Election Night Anxiety

(Nov. 6, 2012)  Yup… my anxiety is up as the results start to come in.  This happens every 4 year to my brain.  I had a session scheduled for tomorrow morning, and just like 4 years ago, I had to move it.  I should have realized when I made it, that I will be up too late.


Today, I am feeling more relaxed.  I know the right-wing hysteria will continue, and I will have to keep trying to avoid it.  I just can not handle their views.  There is no logic to them, and they have a hard time with the truth.  But that is a topic for my other Blog.

There was a time in my life when I was happy to argue about politics… that time is long gone.  Now it raises my anxiety so much, so fast, I crash out.  I have even unfriended a few people on Facebook because of it.  I don’t want to argue.

I have learned to fight where I need to, and back off when I can.  But  I can not handle argument much anymore.  I worry about the future of the world as well as our country, and it matters to me how we move forward.  It matters a lot.

The greater the importance of the issue, the greater the potential anxiety in dealing with people who don’t get it.  I can not, and will not deal with those people.  Some people will not learn… I can not stop that.

So now that the election is over, I can relax a bit.  I do not need to worry so much about getting into an argument about politics.  There will be less to avoid.  I am happier today.

Nightmares

I frequently have terrible nightmares, that leave my shaken, and shaking for hours.  It happened last night.  Usually my nightmares are about my life… often for some reason I have had to go back to high school, and graduate again.  I of course struggle, and am sometimes trying to teach as well.

My most common nightmare is about teaching – especially about having to teach classes I know nothing about.  And/or being totally unprepared for the classes I know.  These dreams go back to when I was teaching – especially bad during the weeks before school opened in September.  I have had problems with all kinds of nightmares for over 30 years.

Last night’s was very unusual – it was about observing an alien invasion of Earth.  I was in a position to affect who would be allowed to live.  Enough said.  I can get over the unusual nightmares more easily than the ones about teaching.  In those I am always a failure, with many people pointing it out to me.

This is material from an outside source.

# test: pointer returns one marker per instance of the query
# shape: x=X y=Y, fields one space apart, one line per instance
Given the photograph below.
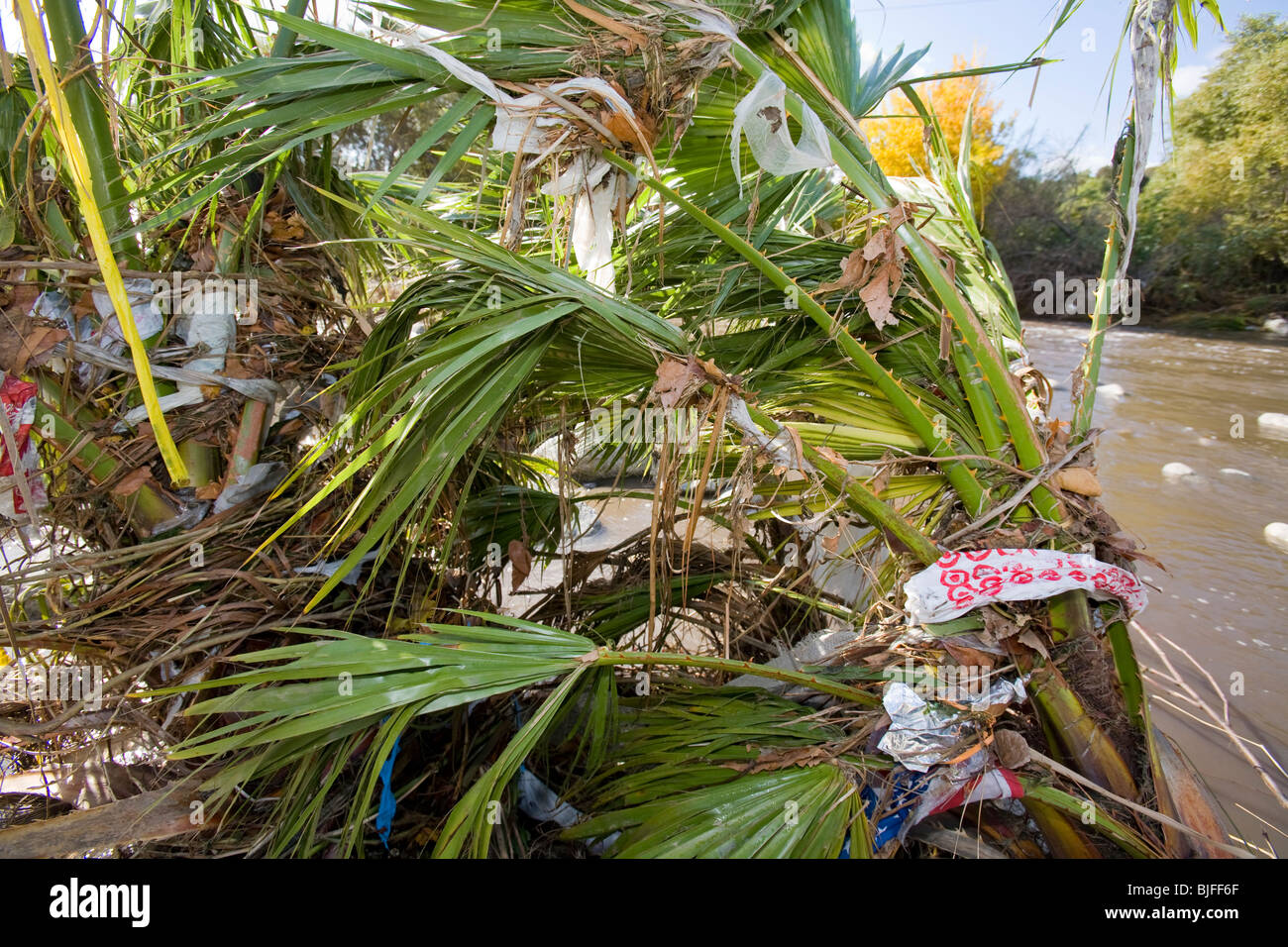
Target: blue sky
x=1068 y=115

They usually occur right before it’s time to get up, so I remember them especially well.  And I wake up during the nightmare, and fall back asleep resuming right where I left off.  Sometimes I dream I have woken up, and real life gets mixed into the nightmare.  There are times when I am not sure if I am awake, or still dreaming.

It’s not fun.  I am a med that for a while helped, but I guess my brain got accustomed to it, and it no longer helps.  So I just have to deal with it.  Fun…

I Became a Shadow…

It is hard to be treated as no-one.  I grew up being treated as someone who was getting it all wrong.  I was treated as if everything I believed in, did not matter.  How I was behaving was wrong, from the start, with no consideration.  I had to live by someone else’s rules.  But I was never able to live up to that standard… because that was not me.

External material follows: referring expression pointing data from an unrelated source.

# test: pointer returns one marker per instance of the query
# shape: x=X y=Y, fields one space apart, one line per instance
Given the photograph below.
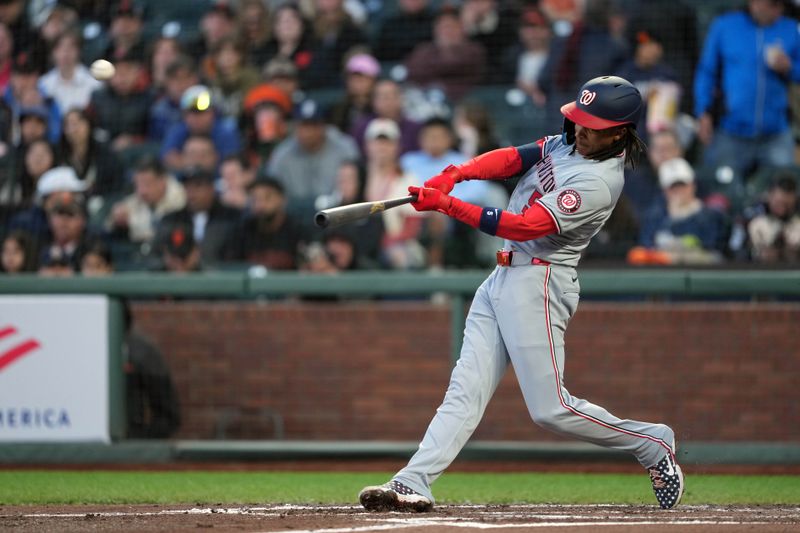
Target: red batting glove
x=446 y=180
x=430 y=199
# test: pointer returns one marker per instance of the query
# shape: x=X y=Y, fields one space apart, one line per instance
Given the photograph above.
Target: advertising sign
x=54 y=369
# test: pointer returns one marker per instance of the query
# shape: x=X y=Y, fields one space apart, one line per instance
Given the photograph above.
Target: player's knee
x=551 y=418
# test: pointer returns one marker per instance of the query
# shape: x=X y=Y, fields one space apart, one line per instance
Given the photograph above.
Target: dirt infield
x=447 y=518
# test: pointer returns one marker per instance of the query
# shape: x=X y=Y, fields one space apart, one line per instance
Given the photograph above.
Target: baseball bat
x=336 y=216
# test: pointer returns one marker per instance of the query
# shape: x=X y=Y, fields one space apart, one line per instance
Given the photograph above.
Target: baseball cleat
x=393 y=496
x=667 y=481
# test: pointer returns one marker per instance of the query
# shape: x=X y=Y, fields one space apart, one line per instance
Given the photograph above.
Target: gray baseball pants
x=519 y=315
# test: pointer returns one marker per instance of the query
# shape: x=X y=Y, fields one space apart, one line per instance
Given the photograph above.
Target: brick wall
x=714 y=371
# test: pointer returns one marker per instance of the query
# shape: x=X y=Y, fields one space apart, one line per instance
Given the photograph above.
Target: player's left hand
x=430 y=199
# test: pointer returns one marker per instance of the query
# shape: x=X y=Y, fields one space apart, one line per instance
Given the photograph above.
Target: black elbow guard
x=490 y=219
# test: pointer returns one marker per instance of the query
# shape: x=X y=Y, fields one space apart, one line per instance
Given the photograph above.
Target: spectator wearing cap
x=360 y=74
x=18 y=254
x=56 y=183
x=292 y=40
x=97 y=259
x=267 y=110
x=491 y=24
x=282 y=73
x=400 y=248
x=335 y=35
x=121 y=108
x=69 y=82
x=450 y=61
x=14 y=15
x=524 y=60
x=437 y=142
x=66 y=217
x=33 y=122
x=230 y=77
x=200 y=117
x=179 y=250
x=164 y=52
x=350 y=184
x=773 y=227
x=34 y=159
x=585 y=50
x=682 y=227
x=254 y=25
x=92 y=159
x=127 y=23
x=452 y=243
x=212 y=224
x=166 y=110
x=235 y=176
x=400 y=32
x=387 y=102
x=268 y=235
x=217 y=23
x=199 y=152
x=24 y=92
x=156 y=194
x=307 y=161
x=656 y=81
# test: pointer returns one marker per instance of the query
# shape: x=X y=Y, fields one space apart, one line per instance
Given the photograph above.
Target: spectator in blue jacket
x=749 y=59
x=200 y=117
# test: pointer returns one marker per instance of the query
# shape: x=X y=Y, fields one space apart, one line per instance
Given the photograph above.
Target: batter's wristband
x=490 y=219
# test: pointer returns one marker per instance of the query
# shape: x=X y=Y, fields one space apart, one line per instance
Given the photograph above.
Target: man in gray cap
x=306 y=163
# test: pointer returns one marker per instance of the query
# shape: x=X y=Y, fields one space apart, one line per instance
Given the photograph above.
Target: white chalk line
x=505 y=512
x=482 y=525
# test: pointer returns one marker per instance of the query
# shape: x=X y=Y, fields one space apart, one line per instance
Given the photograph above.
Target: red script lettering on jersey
x=547 y=180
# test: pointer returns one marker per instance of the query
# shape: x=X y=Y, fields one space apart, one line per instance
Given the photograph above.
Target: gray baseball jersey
x=579 y=194
x=519 y=316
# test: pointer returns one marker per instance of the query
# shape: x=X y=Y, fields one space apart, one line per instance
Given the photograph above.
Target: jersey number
x=535 y=196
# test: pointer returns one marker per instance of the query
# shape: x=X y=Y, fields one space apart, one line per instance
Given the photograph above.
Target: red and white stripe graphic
x=17 y=349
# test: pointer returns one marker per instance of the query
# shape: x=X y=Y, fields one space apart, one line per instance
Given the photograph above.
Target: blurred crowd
x=227 y=124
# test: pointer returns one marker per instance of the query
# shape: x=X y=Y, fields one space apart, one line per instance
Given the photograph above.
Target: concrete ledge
x=138 y=452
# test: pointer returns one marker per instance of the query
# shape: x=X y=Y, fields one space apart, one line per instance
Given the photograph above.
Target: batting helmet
x=605 y=102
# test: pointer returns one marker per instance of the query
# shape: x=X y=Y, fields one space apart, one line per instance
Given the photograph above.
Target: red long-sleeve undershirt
x=497 y=164
x=534 y=223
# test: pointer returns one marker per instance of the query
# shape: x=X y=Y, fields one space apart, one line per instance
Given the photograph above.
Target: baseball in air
x=102 y=70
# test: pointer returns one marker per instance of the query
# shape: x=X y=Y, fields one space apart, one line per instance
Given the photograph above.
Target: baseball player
x=568 y=187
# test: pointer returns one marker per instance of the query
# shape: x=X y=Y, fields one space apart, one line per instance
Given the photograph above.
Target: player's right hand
x=446 y=180
x=429 y=199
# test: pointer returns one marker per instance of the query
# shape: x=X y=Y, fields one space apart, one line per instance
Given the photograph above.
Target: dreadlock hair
x=631 y=144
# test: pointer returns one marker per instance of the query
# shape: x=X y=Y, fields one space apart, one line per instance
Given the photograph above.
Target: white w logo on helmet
x=587 y=97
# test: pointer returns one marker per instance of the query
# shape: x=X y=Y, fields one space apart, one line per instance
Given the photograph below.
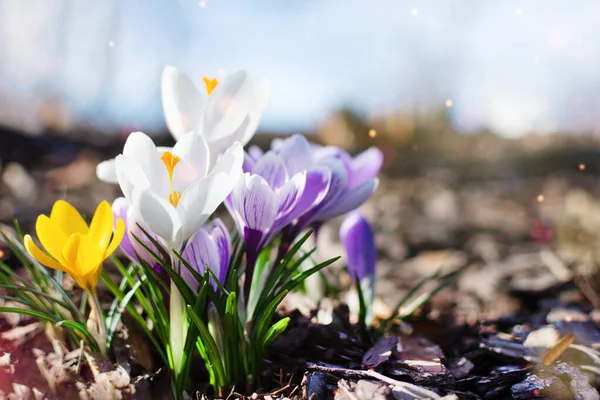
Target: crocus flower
x=229 y=112
x=78 y=249
x=358 y=240
x=269 y=197
x=353 y=180
x=74 y=247
x=209 y=247
x=173 y=194
x=130 y=245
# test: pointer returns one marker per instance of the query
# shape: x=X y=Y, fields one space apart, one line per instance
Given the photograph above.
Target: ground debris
x=363 y=390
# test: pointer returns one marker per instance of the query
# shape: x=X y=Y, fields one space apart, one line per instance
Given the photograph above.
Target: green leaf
x=209 y=350
x=277 y=329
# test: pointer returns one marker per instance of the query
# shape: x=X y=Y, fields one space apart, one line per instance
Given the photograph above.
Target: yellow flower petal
x=39 y=255
x=52 y=238
x=67 y=218
x=82 y=254
x=117 y=237
x=102 y=224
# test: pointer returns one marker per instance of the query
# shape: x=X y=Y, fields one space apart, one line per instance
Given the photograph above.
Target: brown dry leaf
x=553 y=353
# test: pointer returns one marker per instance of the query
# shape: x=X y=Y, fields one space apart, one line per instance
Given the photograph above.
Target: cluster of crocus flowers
x=170 y=196
x=173 y=193
x=78 y=249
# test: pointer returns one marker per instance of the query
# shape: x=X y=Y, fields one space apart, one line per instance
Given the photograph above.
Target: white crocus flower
x=173 y=193
x=229 y=111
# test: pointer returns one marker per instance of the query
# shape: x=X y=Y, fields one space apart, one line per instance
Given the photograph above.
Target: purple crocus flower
x=353 y=179
x=130 y=246
x=272 y=194
x=358 y=240
x=209 y=246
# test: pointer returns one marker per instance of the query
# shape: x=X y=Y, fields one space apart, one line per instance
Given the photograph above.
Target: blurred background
x=487 y=112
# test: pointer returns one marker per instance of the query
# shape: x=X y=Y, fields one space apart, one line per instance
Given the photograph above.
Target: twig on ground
x=332 y=369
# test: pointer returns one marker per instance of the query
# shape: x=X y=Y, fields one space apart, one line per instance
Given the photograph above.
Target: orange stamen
x=174 y=197
x=211 y=84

And of course, it did not work well for me.  And it does not work any better today.  When people treat me differently… for whatever the reason… I feel that past creeping into my life.  It does not matter who I am, it only matters how I behave.  I can not live that way.  It almost destroyed my life.  I am not always as I appear to be… no-one is.

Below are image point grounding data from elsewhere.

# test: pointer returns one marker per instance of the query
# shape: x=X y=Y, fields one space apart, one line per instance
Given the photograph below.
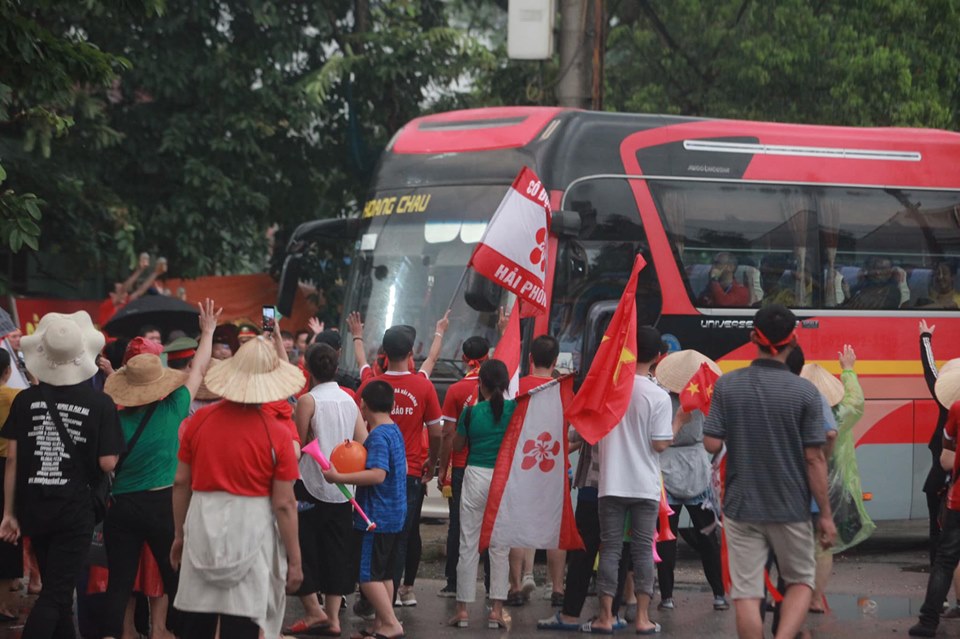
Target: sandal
x=301 y=627
x=591 y=630
x=557 y=623
x=499 y=623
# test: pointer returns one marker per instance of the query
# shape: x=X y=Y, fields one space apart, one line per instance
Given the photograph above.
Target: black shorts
x=326 y=542
x=376 y=555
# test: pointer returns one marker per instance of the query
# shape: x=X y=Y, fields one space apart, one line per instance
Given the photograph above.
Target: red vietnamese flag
x=698 y=392
x=508 y=349
x=513 y=250
x=605 y=393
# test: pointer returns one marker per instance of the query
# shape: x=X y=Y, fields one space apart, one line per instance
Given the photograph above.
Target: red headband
x=473 y=365
x=763 y=340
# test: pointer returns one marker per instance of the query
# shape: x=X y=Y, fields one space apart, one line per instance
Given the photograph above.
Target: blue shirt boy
x=385 y=503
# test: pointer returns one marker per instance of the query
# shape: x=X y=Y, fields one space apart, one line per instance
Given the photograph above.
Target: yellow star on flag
x=626 y=357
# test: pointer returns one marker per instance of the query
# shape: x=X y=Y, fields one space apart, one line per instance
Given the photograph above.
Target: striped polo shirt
x=766 y=415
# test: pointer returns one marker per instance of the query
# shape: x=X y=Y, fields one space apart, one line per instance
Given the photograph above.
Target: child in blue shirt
x=381 y=493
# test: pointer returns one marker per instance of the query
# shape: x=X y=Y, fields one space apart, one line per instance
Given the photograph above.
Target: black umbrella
x=166 y=313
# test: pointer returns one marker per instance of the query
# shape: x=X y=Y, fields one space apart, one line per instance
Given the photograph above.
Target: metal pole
x=599 y=46
x=572 y=86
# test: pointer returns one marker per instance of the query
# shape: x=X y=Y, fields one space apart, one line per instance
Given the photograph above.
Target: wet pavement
x=875 y=591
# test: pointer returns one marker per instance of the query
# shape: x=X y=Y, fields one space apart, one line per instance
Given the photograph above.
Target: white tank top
x=334 y=418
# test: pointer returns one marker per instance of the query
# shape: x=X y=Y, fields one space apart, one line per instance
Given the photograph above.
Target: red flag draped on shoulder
x=508 y=349
x=605 y=394
x=698 y=392
x=513 y=250
x=529 y=503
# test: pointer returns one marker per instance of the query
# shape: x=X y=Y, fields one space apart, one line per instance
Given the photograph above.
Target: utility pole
x=576 y=54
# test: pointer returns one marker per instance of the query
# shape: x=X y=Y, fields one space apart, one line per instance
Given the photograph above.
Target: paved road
x=887 y=569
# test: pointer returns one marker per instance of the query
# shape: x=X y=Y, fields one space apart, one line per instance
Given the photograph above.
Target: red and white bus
x=857 y=229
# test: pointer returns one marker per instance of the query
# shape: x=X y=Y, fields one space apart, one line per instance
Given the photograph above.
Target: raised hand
x=444 y=323
x=847 y=358
x=209 y=318
x=354 y=325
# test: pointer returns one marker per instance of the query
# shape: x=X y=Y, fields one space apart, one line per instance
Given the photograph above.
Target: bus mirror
x=289 y=280
x=481 y=294
x=565 y=223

I work very hard at treating everyone the same as I have always.  I can not understand their situation if I predetermine how things will go.  I am not always successful… but I try.  I know I should not treat people by my simple interpretations of how they are behaving.  I wish I could do better at doing this.  It’s not fair to presume how people will behave because of outside circumstances.

I try.  I want to treat people according to who they are on the inside – always.  Not according to how they may be reacting to things I can’t know.  Everyone has issues going on in their brains, that I can not possibly know about… no matter how close we may be.

I lived as a shadow of what I could have been in my life.  I will not ever attain what I could have done.  I am what I am, and treating me otherwise will result in a disconnect.  I have been thru enough.

SO… I will NOT be treated differently than I am.  No-one has the perception to know where my brain is.  Listen.

 

NOTE:: There are some issues I have a hard time being patient with no matter what.  Politics can be one of them.  I do not have the strength to fight some battles.  I pick and choose.